I glanced down at my dirty, soaking-wet clothes, knowing I looked nothing like royalty. Somehow Finn still looked high-class, and I had no idea how he managed that.
“What was the nature of the Chancellor’s visit?” Finn asked.
“Oh, you know the Chancellor.” Elora rolled her eyes and started walking away. “He always has some conspiracy theory brewing. I should really change the laws so I have total say about who is appointed the Chancellor, instead of letting the Trylle vote. The people always fall for idiots like him.”
“He mentioned something about a Vittra plot,” Finn pressed. He followed her, staying a few steps behind, and I trailed in their wake.

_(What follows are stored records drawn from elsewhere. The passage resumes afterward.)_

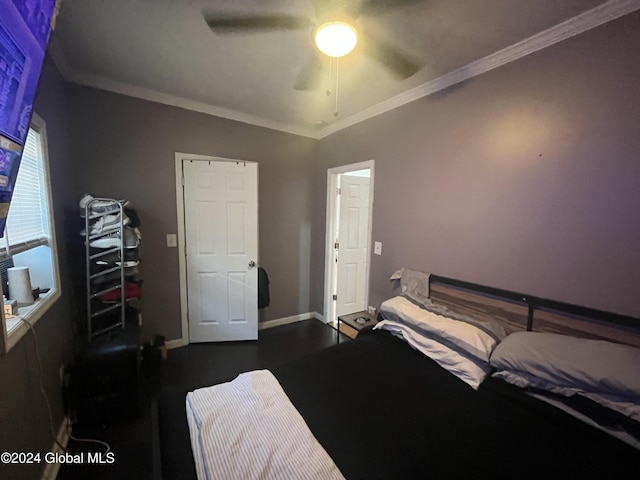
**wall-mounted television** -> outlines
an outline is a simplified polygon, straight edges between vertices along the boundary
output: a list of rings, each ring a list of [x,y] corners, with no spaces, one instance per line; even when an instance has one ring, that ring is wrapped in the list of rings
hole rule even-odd
[[[57,0],[0,0],[0,237],[29,132]]]

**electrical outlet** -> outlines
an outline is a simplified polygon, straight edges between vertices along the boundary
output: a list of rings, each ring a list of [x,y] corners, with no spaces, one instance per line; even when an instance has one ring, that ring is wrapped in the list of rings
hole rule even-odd
[[[382,255],[382,242],[373,242],[373,253],[375,255]]]
[[[178,246],[178,238],[176,237],[175,233],[168,233],[167,234],[167,247],[169,248],[175,248]]]
[[[60,365],[58,373],[60,374],[60,385],[64,385],[64,365]]]

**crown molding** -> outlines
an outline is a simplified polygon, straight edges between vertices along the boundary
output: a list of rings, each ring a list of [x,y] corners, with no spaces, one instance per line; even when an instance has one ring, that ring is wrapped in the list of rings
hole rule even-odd
[[[547,30],[533,35],[532,37],[515,43],[498,52],[492,53],[491,55],[487,55],[480,60],[471,62],[457,70],[423,83],[422,85],[418,85],[417,87],[395,95],[394,97],[366,108],[354,115],[327,125],[321,130],[277,122],[275,120],[250,115],[236,110],[217,107],[215,105],[209,105],[207,103],[197,102],[175,95],[169,95],[152,89],[118,82],[100,75],[81,72],[69,64],[55,37],[51,39],[49,44],[49,53],[62,76],[65,80],[70,82],[119,93],[129,97],[184,108],[186,110],[192,110],[207,115],[235,120],[249,125],[279,130],[308,138],[322,139],[340,130],[344,130],[345,128],[406,105],[407,103],[511,63],[531,53],[543,50],[551,45],[575,35],[579,35],[638,9],[640,9],[640,2],[638,0],[609,0],[608,2],[548,28]]]
[[[60,43],[52,38],[49,43],[49,54],[56,65],[56,68],[65,80],[79,85],[85,85],[88,87],[97,88],[100,90],[106,90],[108,92],[119,93],[128,97],[139,98],[142,100],[148,100],[150,102],[161,103],[164,105],[170,105],[173,107],[183,108],[185,110],[191,110],[194,112],[204,113],[215,117],[226,118],[228,120],[234,120],[236,122],[247,123],[249,125],[255,125],[258,127],[269,128],[271,130],[278,130],[281,132],[291,133],[294,135],[300,135],[303,137],[318,138],[319,132],[296,125],[290,125],[268,118],[258,117],[247,113],[231,110],[228,108],[217,107],[215,105],[209,105],[207,103],[198,102],[195,100],[189,100],[188,98],[178,97],[175,95],[169,95],[167,93],[158,92],[145,87],[138,87],[135,85],[127,84],[124,82],[118,82],[116,80],[101,76],[94,75],[92,73],[86,73],[74,69],[67,61]]]
[[[511,63],[531,53],[543,50],[551,45],[579,35],[638,9],[640,9],[640,2],[638,0],[609,0],[532,37],[526,38],[491,55],[487,55],[480,60],[471,62],[434,80],[423,83],[411,90],[400,93],[350,117],[327,125],[320,130],[319,138],[325,138],[357,123],[439,92],[457,83],[469,80],[477,75]]]
[[[49,39],[47,54],[51,57],[51,60],[53,60],[53,63],[58,69],[58,72],[60,72],[60,75],[62,75],[62,78],[72,82],[73,80],[71,80],[71,77],[74,75],[75,71],[71,68],[71,65],[69,65],[67,56],[62,51],[60,42],[58,42],[58,39],[55,36],[55,30]]]

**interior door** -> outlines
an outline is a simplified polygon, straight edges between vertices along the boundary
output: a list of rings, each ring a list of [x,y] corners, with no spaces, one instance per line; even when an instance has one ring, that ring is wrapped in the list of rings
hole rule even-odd
[[[258,338],[258,164],[183,161],[190,342]]]
[[[336,315],[365,309],[370,179],[340,176]]]

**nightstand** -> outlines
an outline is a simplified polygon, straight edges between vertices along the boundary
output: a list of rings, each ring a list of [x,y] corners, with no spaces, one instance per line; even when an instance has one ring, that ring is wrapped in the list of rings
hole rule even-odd
[[[348,325],[356,331],[356,336],[365,327],[370,327],[378,323],[376,317],[369,315],[369,313],[362,311],[356,313],[350,313],[349,315],[338,316],[338,341],[340,343],[340,322]]]

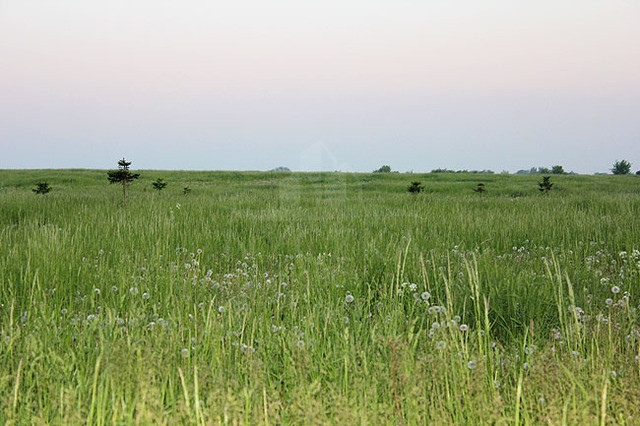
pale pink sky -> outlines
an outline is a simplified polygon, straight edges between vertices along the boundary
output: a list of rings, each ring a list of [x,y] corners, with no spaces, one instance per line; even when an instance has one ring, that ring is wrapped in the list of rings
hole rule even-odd
[[[0,0],[0,167],[640,168],[640,3],[517,3]]]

“I’m sure it’s nothing. We haven’t had Vittra come into Förening in years,” Elora said with an eerie confidence.
“Yes, but with the Princess—” Finn began, but she held up her hand, silencing him. She turned to him, and by the look on her face I knew she was speaking in his mind. After a minute he took a deep breath and spoke. “All I am proposing is that we take extra precautions, have extra guards on duty.”
“That’s why you’re around, Finn.” She smiled at him, something that almost looked genuine, but with a weird malicious edge to it. “It’s not just for your pretty face.”
“Your Majesty, you put too much faith in me.”
“Now that I can believe.” Elora sighed and started walking away. “Go change out of those clothes. You’re dripping all over everything.”
Finn watched her retreating figure for a minute, and I waited next to him until I was certain she was out of earshot. Although, if I thought about it, I wasn’t sure that Elora was ever out of earshot.
“What was that about?” I whispered.
“Nothing.” Finn shook his head. He glanced over at me, almost as if he’d forgotten I was there. “You need to change before you get sick.”
“That wasn’t nothing. Is there going to be an attack?” I demanded, but Finn only turned and started walking toward the stairs. “What is it with you people? You’re always walking away from questions!”
“You’re soaking wet, Wendy,” Finn said matter-of-factly, and I jogged to catch up to him, knowing he wouldn’t wait for me. “And you heard everything I heard. You know what I know.”
“That’s not true! I know she did that creepy mind-speak with you.”
“Yes, but she only told me to keep quiet.” He climbed the stairs without looking back at me. “You’ll be safe. You’re the Princess, the most important asset this kingdom has right now, and Elora won’t risk you. She just hates the Chancellor.”